3,3’-Diindolylmethane (DIM) and indole-3-carbinole (I3C) (found in cruciferous vegetables) favorably affect estrogen metabolism and help to optimize the 2:16 ratio. A placebo-controlled, double-blind study of women at increased risk for breast cancer found that four weeks of supplementation with I3C promoted favorable changes in the urinary estrogen 2:16 ratio (Wong 1997; Dalessandri 2004).

Estrogen Receptors and a Closer Look at Estriol

As mentioned previously, estriol (E3) is the form of estrogen least associated with cancer. E3’s protective effects become apparent when examining the differing actions that each of the three primary estrogens exerts upon the estrogen receptors. In breast cells there are two distinct classical estrogen receptors that bind estrogens, estrogen receptor alpha (ER-α) and estrogen receptor beta (ER-β). In addition, there is one non-classical estrogen receptor, GPR30 (Paruthiyll 2004; Paech 1997; Katzenellenbogen 2000; Nilsson 200; Wang 2010). The binding of estrogen hormones to ER-α promotes breast cell proliferation, which can exacerbate the spread of existing breast cancer. Conversely, the binding and activation of ER-β attenuates breast cell proliferation and thus may slow the development of a cancerous tumor (Helguero 2005; Bardin 2004; Isaksson 2002; Weatherman 2001).

Estrone (E1) and estradiol (E2) preferentially bind to and activate ER-α, thereby explaining the proliferative effects of these two hormones (Zhu 2006; Rich 2002). E3, on the other hand, binds to and activates ER-β (Zhu 2006; Rich 2002). This helps to explain E3’s “anti-estrogenic” activity and led a noted researcher in HRT to state the following: “This unique property of estriol, in contrast to the selective ER [estrogen receptor] alpha binding by other estrogens, imparts to estriol a potential for breast cancer prevention, while other estrogens [estrone and estradiol], would be expected to promote breast cancer… Because of its differing effects on ER alpha and ER beta, we would expect that estriol would be less likely to induce proliferative [potential cancerous growth] changes in breast tissue and to be associated with a reduced risk of breast cancer” (Holtorf 2009).

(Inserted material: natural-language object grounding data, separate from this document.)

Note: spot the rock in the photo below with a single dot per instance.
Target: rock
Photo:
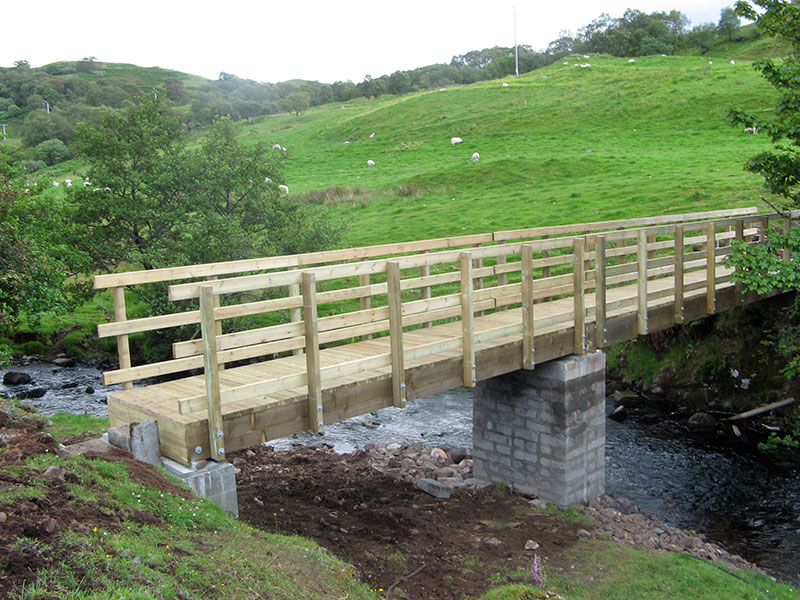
(16, 378)
(55, 473)
(434, 488)
(628, 398)
(619, 414)
(702, 422)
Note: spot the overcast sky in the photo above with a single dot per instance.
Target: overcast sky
(273, 41)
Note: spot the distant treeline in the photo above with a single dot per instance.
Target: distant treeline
(47, 102)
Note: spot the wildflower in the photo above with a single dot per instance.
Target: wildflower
(537, 579)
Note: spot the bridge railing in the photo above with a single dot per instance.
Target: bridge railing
(410, 292)
(122, 327)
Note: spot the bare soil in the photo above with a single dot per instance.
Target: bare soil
(388, 529)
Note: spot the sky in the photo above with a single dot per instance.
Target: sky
(267, 40)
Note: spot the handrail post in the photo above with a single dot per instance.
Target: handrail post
(396, 333)
(737, 286)
(600, 329)
(641, 255)
(314, 381)
(216, 437)
(528, 350)
(678, 304)
(365, 301)
(469, 368)
(295, 314)
(579, 289)
(123, 345)
(711, 268)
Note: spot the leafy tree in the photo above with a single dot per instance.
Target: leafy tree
(296, 103)
(728, 22)
(52, 152)
(760, 267)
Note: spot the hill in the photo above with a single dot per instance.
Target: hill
(614, 138)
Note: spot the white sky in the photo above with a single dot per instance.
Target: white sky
(274, 41)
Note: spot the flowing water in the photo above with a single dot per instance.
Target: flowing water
(739, 500)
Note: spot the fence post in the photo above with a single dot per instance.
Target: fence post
(468, 321)
(123, 345)
(579, 288)
(528, 350)
(601, 331)
(216, 437)
(711, 268)
(678, 306)
(641, 256)
(396, 333)
(314, 381)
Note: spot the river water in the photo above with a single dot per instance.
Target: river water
(739, 500)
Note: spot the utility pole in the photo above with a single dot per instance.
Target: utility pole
(516, 51)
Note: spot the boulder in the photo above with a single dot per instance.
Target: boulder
(16, 378)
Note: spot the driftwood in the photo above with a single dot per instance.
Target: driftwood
(760, 410)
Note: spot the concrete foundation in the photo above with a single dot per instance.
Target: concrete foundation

Moreover, groundbreaking research has revealed that GPR30 mediates proliferation of breast cancer cells independently of ER-α and ER-β. E2 strongly binds to and activates GPR30, driving proliferation. E3, on the other hand, acts as an antagonist of GPR30, though it has a much lower affinity for GPR30 than E2 (Wang 2010; Lappano 2010). Many carcinogenic toxins, including bisphenol A (BPA) and polychlorinated biphenyl’s (PCB’s), promote the growth of breast cancer cells by functioning as agonists of GPR30 (Wang 2010).

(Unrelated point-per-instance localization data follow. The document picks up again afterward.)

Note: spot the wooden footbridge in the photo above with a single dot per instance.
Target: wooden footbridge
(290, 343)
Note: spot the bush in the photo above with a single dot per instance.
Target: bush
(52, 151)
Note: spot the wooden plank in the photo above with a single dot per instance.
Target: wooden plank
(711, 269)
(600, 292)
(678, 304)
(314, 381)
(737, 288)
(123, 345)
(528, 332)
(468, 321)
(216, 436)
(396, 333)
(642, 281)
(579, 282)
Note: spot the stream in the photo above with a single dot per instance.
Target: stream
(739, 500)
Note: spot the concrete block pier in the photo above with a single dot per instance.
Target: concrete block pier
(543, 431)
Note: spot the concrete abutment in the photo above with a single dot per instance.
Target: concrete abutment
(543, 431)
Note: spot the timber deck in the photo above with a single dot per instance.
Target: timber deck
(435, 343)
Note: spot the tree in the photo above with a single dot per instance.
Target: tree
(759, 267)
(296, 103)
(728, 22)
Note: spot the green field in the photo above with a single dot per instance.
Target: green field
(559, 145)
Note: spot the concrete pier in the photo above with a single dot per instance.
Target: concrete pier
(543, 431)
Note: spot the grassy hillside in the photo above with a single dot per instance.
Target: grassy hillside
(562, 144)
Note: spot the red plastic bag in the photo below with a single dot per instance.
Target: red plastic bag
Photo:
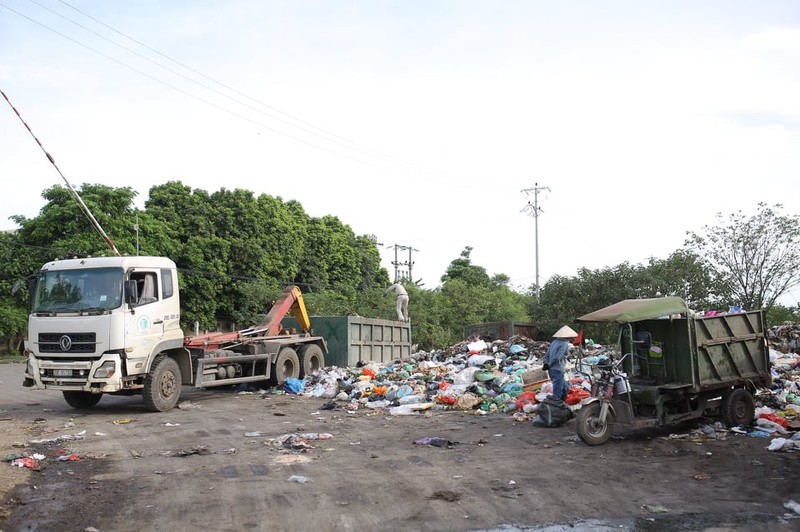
(776, 419)
(576, 395)
(525, 398)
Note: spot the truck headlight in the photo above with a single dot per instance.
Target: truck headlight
(106, 371)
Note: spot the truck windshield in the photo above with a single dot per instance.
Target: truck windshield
(78, 290)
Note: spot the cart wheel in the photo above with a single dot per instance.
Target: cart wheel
(590, 429)
(738, 408)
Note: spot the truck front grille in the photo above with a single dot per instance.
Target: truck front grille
(81, 343)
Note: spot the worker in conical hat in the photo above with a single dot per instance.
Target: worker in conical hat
(555, 360)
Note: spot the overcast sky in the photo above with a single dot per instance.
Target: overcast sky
(421, 122)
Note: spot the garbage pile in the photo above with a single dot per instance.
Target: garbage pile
(506, 376)
(778, 409)
(474, 376)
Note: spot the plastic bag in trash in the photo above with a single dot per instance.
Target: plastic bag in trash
(291, 385)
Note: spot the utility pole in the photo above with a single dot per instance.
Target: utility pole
(534, 211)
(398, 274)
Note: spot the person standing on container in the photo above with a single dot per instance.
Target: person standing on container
(555, 360)
(402, 300)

The traditional breast cancer drug tamoxifen, which blocks the activity of ER-α and ER-β, fails to suppress the cancer-promoting effects of GPR30. It is by this mechanism that some estrogen-receptor-positive (ER-positive) breast cancers become drug-resistant. In fact, tamoxifen has been shown to stimulate the growth of drug-resistant breast cancer cells via activation of GPR30 (Ignatov 2010).

E3, through its estrogen receptor modulatory capacity, combats the proliferative effects of E1 and E2 (Melamen 1997; Wang 2010). These scientific findings highlight the importance of emphasizing E3 in any bioidentical hormone replacement regimen intended to restore youthful hormone balance and guard against breast cancer development.